Actually AMT. But if the trolls snicker at supply and demand, they'd absolutely bust a gut at auction market theory.
The following is a duplicate of a post I just made to the Ghost thread. Since this process applies to any bar interval, I'm posting it again here so that those who aren't interested in the Ghost thread will run across it anyway. If this seems like clutter, my apologies: I've mentioned scaling out several times, but I seem not to have posted the chart, or the post that originally went with it (this is all years old). So, here it is: Scaling Out There need to be criteria for exits. But the nearly universal problem that beginning traders have with regard to exits is a desire to trade all in then all out. Add to that the fact that they are nearly always trading with one contract or one lot, and you have a doomed setup. The solution to exits is a simple one: trade as if you were trading five contracts or five lots and abandon the idea of being able to exit with all of them at the exact top or bottom.
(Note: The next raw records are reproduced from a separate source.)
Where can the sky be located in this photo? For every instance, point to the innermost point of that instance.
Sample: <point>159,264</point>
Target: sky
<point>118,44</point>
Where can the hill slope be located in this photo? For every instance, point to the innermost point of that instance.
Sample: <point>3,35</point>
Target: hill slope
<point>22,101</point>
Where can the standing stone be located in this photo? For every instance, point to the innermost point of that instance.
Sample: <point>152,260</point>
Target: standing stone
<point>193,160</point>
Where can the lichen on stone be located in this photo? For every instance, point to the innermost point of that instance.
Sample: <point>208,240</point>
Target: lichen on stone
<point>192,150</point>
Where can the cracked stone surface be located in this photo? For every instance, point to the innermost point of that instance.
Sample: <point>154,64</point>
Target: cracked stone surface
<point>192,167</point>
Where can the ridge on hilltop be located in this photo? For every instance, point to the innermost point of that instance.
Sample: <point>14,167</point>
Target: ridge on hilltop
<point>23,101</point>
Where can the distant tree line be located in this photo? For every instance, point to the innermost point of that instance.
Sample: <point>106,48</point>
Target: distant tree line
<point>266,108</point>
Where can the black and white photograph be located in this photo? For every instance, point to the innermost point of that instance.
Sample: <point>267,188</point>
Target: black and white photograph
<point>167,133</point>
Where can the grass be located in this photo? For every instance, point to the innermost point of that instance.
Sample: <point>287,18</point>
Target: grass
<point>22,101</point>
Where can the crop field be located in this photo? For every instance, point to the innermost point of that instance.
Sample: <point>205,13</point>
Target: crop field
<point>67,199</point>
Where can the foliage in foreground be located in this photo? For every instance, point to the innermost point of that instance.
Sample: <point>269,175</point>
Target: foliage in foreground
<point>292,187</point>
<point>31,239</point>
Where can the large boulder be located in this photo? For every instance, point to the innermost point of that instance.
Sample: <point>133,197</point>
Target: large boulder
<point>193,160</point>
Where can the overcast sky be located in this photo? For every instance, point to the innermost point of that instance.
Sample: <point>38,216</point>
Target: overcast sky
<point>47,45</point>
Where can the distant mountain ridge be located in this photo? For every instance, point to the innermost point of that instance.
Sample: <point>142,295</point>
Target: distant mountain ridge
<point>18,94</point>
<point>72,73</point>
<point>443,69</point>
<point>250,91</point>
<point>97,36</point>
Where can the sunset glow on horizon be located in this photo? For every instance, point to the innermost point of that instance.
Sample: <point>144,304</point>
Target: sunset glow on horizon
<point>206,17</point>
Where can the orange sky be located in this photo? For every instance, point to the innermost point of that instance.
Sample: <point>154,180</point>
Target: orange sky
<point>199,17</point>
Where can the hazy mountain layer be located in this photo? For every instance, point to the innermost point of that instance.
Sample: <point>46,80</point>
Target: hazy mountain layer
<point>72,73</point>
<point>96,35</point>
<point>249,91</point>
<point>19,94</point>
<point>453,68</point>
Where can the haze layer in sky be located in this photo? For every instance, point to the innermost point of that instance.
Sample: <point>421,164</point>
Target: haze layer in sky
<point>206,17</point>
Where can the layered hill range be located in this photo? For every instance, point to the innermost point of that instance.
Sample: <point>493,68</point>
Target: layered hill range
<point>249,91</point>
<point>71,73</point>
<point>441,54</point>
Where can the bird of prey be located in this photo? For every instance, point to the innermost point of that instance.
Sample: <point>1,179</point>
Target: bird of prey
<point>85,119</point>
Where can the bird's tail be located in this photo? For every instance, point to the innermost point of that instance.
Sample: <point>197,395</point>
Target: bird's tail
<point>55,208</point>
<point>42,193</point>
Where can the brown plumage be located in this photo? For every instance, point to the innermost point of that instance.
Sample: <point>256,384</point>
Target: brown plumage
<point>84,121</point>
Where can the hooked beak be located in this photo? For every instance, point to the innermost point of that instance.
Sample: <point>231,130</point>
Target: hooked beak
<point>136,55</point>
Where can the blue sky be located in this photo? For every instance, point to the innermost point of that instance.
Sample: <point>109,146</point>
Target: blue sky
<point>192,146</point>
The goal is to make money, not to prove to oneself what a superior trader one is. Then determine in advance where each of those contracts will be sold. For example, if one is trading supply and demand, sell the first contract, in an uptrend, at the break of the demand line. If there is a subsequent continuation, sell the second contract at a lower high or the break of the next demand line, whichever comes first. If there is an even further continuation, sell the third in the same manner as the second. The fourth might be sold at a breach of the last swing low. Leave the fifth, for example, at breakeven, or, if price has not yet reached the breakeven point but has fallen more than 50% of the rally, exit there. Or, if neither of these criteria have been met, exit just before the close. The particular details are not as important as planning them out ahead of time. Then sell the first contract at whatever point you predetermined and paper trade the other four. Do this for several weeks. When it becomes second nature, carry the second contract for real. Sell the first and second contracts at your predetermined points. Paper trade the remaining three. And so on. Simple. No wringing of the hands, no thumb-twiddling, no head banging. For example:
Db, In the chat you posted " Remember that the 50s are just signs of strength or weakness. What is more important is the strength or weakness itself." In order to define strength and weakness without using the 50%s should I then first focus on the waves and the exhaustion of the movements? The tipping point concept you mentioned today?